Il entendait donc régulièrement ce bruit neuf fois par jour, auxquelles il fallait ajouter les cas supplémentaires d’exception, comme les jours de visites - dits parloirs - ou pendant les périodes des jugements.

Les jours de visites, il régnait un véritable va-et-vient incessant, entrecoupé par une période de deux heures dites de sieste. C’était pendant ces deux heures que les paniers riches s’exhibaient et fermaient « la gueule » aux paniers pauvres.

Et on vous classait à l’échelle sociale carcérale en fonction de votre panier et du nombre de visites que vous pouviez avoir par jour de « parloir ».

Les uns riaient, racontaient ce qui se serait dit entre eux et leurs visiteurs, les autres faisaient la « sieste »»... sans fermer l’œil. Ils ruminaient leurs regrets de ne pas avoir eu la visite de leurs parents. La tête enfouie sous les couvertures, ils versaient des larmes silencieuses. Ils pleuraient dignement, car toute faiblesse était vite exploitée par ses codétenus.

 

Hamid posa sa valise sur le quai et se mit à regarder tout autour de lui, comme pour s’assurer que cette gare ne ressemblait plus à celle de ses souvenirs.
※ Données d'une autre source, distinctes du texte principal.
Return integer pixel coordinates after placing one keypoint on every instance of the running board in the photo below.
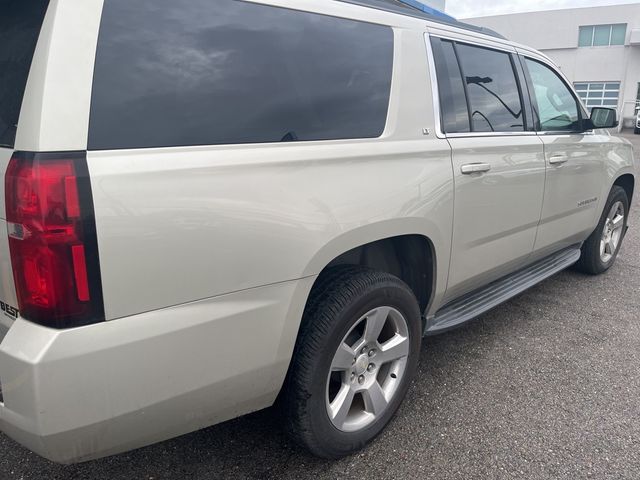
(479, 301)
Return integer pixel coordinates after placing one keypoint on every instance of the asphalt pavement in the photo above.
(544, 386)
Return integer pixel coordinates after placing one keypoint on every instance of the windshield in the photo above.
(20, 23)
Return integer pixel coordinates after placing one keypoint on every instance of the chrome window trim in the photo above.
(435, 88)
(584, 112)
(490, 134)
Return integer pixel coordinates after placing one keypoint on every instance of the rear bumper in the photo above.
(94, 391)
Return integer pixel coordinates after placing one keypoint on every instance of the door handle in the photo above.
(470, 168)
(558, 159)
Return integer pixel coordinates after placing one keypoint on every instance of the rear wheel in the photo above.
(356, 354)
(600, 250)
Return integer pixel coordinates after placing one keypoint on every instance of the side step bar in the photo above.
(479, 301)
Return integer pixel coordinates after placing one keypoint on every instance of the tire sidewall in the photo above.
(383, 295)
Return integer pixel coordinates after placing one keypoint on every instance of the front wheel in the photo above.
(355, 356)
(600, 250)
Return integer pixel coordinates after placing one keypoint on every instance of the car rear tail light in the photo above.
(52, 239)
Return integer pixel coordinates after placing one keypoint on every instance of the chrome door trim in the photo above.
(435, 92)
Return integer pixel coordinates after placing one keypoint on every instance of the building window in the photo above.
(602, 35)
(599, 94)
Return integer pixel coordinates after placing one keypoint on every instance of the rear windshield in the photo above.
(205, 72)
(20, 23)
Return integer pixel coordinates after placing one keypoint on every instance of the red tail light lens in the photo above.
(52, 239)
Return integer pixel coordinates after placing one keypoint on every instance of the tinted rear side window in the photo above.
(453, 105)
(205, 72)
(492, 89)
(20, 23)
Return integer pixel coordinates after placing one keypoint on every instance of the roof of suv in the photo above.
(395, 6)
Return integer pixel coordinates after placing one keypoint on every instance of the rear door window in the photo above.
(20, 24)
(492, 89)
(453, 104)
(206, 72)
(556, 106)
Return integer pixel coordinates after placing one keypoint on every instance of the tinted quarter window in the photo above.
(556, 106)
(20, 23)
(494, 97)
(453, 105)
(203, 72)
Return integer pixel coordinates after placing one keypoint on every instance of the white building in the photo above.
(597, 48)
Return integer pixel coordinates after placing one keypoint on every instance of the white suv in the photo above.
(210, 204)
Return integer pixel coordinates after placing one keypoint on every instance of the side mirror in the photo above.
(602, 117)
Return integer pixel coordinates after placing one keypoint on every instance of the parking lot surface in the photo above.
(544, 386)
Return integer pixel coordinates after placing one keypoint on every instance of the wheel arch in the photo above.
(404, 248)
(627, 182)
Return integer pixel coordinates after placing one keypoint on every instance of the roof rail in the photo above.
(397, 6)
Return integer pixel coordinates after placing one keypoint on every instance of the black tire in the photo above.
(590, 261)
(338, 300)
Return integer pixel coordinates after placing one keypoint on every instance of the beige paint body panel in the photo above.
(497, 212)
(208, 254)
(55, 109)
(571, 202)
(79, 394)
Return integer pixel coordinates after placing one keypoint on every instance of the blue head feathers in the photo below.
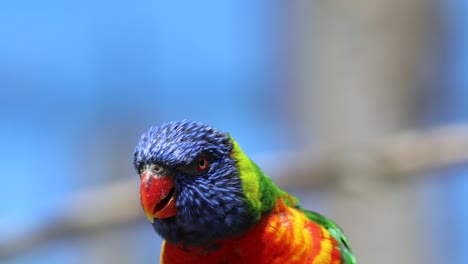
(210, 204)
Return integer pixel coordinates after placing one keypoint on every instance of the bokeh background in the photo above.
(366, 100)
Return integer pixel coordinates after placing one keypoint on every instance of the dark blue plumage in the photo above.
(210, 205)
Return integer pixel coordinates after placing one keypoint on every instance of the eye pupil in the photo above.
(202, 164)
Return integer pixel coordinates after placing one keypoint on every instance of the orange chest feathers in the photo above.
(285, 236)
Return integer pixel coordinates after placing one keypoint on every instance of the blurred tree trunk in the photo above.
(359, 67)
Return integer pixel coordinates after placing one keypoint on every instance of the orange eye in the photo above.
(202, 163)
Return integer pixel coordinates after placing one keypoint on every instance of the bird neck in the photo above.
(261, 193)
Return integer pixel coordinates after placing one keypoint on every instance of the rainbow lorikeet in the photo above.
(212, 204)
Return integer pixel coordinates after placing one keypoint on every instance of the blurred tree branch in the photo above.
(405, 154)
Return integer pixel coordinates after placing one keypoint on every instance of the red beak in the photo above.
(157, 195)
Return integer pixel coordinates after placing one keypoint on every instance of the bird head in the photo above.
(197, 186)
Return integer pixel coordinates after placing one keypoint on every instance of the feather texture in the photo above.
(232, 212)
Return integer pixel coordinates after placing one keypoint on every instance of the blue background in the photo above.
(81, 80)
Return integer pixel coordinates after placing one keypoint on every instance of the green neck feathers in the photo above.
(260, 191)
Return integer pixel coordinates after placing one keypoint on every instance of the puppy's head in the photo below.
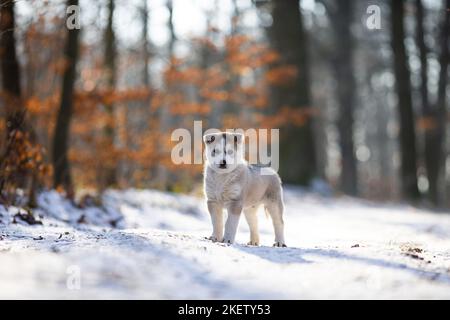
(224, 151)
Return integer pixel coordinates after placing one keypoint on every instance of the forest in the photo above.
(95, 95)
(90, 92)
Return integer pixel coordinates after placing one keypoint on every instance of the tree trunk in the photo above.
(109, 174)
(341, 18)
(15, 111)
(297, 145)
(60, 159)
(435, 137)
(145, 43)
(406, 114)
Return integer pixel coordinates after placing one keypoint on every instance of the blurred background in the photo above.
(358, 89)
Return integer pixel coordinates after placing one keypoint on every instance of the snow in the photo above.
(147, 244)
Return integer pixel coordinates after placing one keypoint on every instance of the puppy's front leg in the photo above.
(234, 213)
(216, 212)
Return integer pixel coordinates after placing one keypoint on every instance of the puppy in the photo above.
(231, 183)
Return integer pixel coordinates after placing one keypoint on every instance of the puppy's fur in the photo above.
(231, 183)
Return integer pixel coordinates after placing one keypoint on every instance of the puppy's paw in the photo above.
(214, 239)
(279, 244)
(227, 241)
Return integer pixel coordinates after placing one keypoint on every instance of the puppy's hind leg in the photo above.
(215, 210)
(252, 220)
(234, 213)
(275, 209)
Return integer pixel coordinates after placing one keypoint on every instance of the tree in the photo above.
(15, 111)
(341, 17)
(109, 170)
(405, 108)
(145, 42)
(435, 135)
(60, 159)
(288, 36)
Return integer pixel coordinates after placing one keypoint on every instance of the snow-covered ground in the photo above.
(150, 244)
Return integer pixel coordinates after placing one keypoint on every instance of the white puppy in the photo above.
(231, 183)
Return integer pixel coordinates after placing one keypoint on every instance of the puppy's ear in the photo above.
(209, 138)
(238, 138)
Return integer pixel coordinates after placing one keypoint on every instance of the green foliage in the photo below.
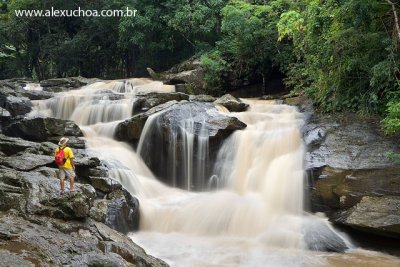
(248, 49)
(346, 60)
(392, 121)
(215, 71)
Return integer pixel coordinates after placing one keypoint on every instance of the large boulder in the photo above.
(347, 159)
(232, 103)
(65, 84)
(44, 241)
(147, 101)
(187, 76)
(35, 193)
(130, 130)
(42, 129)
(177, 129)
(18, 105)
(380, 214)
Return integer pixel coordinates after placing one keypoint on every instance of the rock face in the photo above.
(41, 227)
(187, 76)
(145, 102)
(232, 103)
(44, 241)
(18, 105)
(64, 84)
(352, 174)
(42, 129)
(379, 215)
(170, 127)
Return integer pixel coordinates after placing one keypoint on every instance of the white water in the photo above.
(255, 218)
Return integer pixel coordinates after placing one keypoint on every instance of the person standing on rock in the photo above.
(64, 158)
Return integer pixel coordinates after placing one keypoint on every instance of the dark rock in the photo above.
(63, 84)
(347, 158)
(167, 133)
(182, 88)
(122, 211)
(5, 92)
(41, 129)
(232, 103)
(379, 215)
(99, 210)
(320, 236)
(130, 130)
(348, 143)
(36, 94)
(104, 184)
(202, 98)
(5, 118)
(145, 102)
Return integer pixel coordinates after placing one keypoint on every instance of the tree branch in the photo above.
(396, 18)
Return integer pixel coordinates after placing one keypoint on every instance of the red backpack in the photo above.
(59, 158)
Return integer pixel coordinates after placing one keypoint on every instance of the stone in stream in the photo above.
(43, 129)
(347, 158)
(232, 103)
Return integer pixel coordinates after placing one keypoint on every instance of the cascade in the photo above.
(252, 216)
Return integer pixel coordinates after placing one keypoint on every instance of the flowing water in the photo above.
(252, 216)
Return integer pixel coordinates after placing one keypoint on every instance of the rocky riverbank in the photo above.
(351, 177)
(38, 225)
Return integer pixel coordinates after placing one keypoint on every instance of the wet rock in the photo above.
(189, 76)
(36, 95)
(65, 84)
(347, 160)
(34, 193)
(27, 161)
(167, 133)
(195, 76)
(122, 211)
(104, 184)
(145, 102)
(18, 105)
(350, 142)
(320, 236)
(379, 215)
(42, 129)
(202, 98)
(232, 103)
(130, 130)
(44, 241)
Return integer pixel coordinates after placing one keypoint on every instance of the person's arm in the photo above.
(72, 163)
(71, 158)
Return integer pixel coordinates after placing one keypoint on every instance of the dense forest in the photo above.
(343, 54)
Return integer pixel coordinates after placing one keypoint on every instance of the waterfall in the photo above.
(184, 152)
(253, 216)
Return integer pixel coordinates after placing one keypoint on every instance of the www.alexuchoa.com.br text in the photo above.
(75, 13)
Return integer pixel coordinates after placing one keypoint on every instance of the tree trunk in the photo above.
(264, 84)
(396, 18)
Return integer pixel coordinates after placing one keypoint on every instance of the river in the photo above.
(253, 214)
Derrière lui, le quai où, naguère, on chargeait quotidiennement des tonnes et des tonnes de minerai de fer, semblait désolé et triste. Il ne restait que ces murs de pierre, tout couverts de cette rouille que le temps avait fini par faire adhérer à la construction centenaire, pour rappeler un temps d'une intense activité commerciale. Un temps où le produit des gisements partaient, quotidiennement, par bateaux entiers, vers la France ou l'Italie.

Les gros câbles qui reliaient ce quai de chargement au treuil de la mine, située tout là-haut sur la montagne, permettant le transport du minerai, par wagons aériens, étaient toujours là. Les hauts pylônes qui supportaient ces câbles étaient aussi là, immuables, mais désormais sans vie.

La mine, elle-même, juchée sur le flanc de la montagne de Timezrit, avec son histoire de luttes ouvrières et sa fameuse grève de neuf mois, avec ses luttes claniques qui avaient régi toute son existence, les magouilles aux enjeux colossaux qui avaient permis aux uns de se construire des fortunes. Toute cette mine était oubliée.